Marie-Josèphe Jude s’adapte avec sensibilité comme avec verve aux variations du premier mouvement, saisissant tout autant la délicatesse que le brillant que la partition exige de son instrument. Lors de l’Adagio central, la belle voix éloquente du violon de François-Marie Drieux chante en écho au Concerto à la mémoire d’un ange et son archet expressif capte la beauté convulsive de ce mouvement comme les accents douloureux qui le sous-tendent, sans doute in memoriam Mathilde Schönberg. Les «processus musicaux internes», selon la formulation de Berg, jouent sans doute aussi dans le troisième mouvement qui devient par moments un puissant souffle vital célébrant l’amitié, l’amour et le maître admiré. La densité sonore des multiples strates, rappels et fragments empilés des mouvements antérieurs, demande une grande vigilance, défi relevé et tenu, la prestation d’une netteté appropriée, le violon de Drieux toujours aussi émouvant surtout lors de la strette conclusive qu’il colore avec grâce.


Les deux valses de Johann Strauss transcrites par Webern et Schönberg font partie d’un ensemble de cinq arrangées pour les musiciens en nombre limité de la Société d’exécutions musicales privées que Schönberg avait créée en 1918 pour promouvoir les musiques contemporaines. Les trois compositeurs admiraient le talent d’invention de Strauss fils et l’habileté des arrangements en souligne effectivement les points forts: lignes, structure, harmonie et mélodie. La richesse des transcriptions (pour harmonium, piano et quatuor à cordes) est remarquable. Sans porter atteinte aux partitions, Heisser remplace l’harmonium par un accordéon et les six instruments sonnent avec le charme désuet des orchestres des grands hôtels d’antan. Les musiciens soignent la délicatesse de la Valse du trésor reprise par Webern, sans perdre de vue toute l’élégance, la nostalgie et les sourires discrets qui y sont inscrits.
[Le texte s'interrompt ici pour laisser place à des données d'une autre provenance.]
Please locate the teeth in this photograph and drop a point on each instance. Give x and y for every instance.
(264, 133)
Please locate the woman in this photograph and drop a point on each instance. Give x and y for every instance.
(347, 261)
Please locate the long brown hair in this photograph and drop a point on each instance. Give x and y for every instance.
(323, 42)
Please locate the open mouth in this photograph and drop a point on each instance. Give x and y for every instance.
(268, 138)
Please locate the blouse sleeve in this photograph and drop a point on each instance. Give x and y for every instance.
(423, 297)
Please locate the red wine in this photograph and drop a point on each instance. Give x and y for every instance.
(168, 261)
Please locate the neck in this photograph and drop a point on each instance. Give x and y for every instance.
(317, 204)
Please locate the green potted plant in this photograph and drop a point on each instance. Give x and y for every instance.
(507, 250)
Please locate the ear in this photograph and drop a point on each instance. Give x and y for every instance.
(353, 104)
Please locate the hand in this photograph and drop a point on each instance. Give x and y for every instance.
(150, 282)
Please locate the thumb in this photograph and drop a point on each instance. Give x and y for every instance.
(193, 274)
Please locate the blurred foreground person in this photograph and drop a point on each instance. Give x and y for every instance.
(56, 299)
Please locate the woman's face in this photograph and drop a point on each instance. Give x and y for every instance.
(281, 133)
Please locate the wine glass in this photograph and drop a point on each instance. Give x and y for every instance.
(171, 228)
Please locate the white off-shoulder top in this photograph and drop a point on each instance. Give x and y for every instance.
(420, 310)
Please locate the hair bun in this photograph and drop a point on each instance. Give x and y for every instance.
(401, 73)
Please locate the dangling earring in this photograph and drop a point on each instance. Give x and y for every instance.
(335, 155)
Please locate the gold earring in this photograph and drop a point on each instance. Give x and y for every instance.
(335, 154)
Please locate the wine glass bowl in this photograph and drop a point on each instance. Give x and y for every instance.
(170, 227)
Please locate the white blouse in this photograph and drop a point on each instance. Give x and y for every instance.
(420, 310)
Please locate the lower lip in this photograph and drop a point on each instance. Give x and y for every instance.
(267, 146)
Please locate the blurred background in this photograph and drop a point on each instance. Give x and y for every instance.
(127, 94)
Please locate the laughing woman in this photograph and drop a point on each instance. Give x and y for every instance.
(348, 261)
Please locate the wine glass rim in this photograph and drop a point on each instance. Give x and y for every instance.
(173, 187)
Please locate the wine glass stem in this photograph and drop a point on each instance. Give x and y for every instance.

La célébrissime Roses du sud acquiert un piquant tout nouveau dans la formation restreinte adoptée par Schönberg et la battue de Jean-François Heisser laisse filtrer à travers la perfection recherchée le caractère taquin de ce clin d’œil délicieux vers un passé révolu.


Le Kammerkonzert attirant les musiciens jusqu’aux plus grands, les interprétations abondent et chaque mélomane aura ses préférences. Cette nouvelle version y trouvera sans doute sa place puisqu’elle bénéficie de la prestation de musiciens convaincus et d’une prise de son d’une belle clarté lumineuse. Les deux pièces en accompagnement marquent non seulement un contraste inattendu au Concerto mais aussi toute l’originalité de cet enregistrement bienvenu. Il est à noter que la notice reproduit en grande partie la lettre ouverte pleine d’enseignements que Berg adressa à Schönberg à l’occasion de la dédicace du Kammerkonzert, qui devait célébrer le cinquantième anniversaire de celui-ci.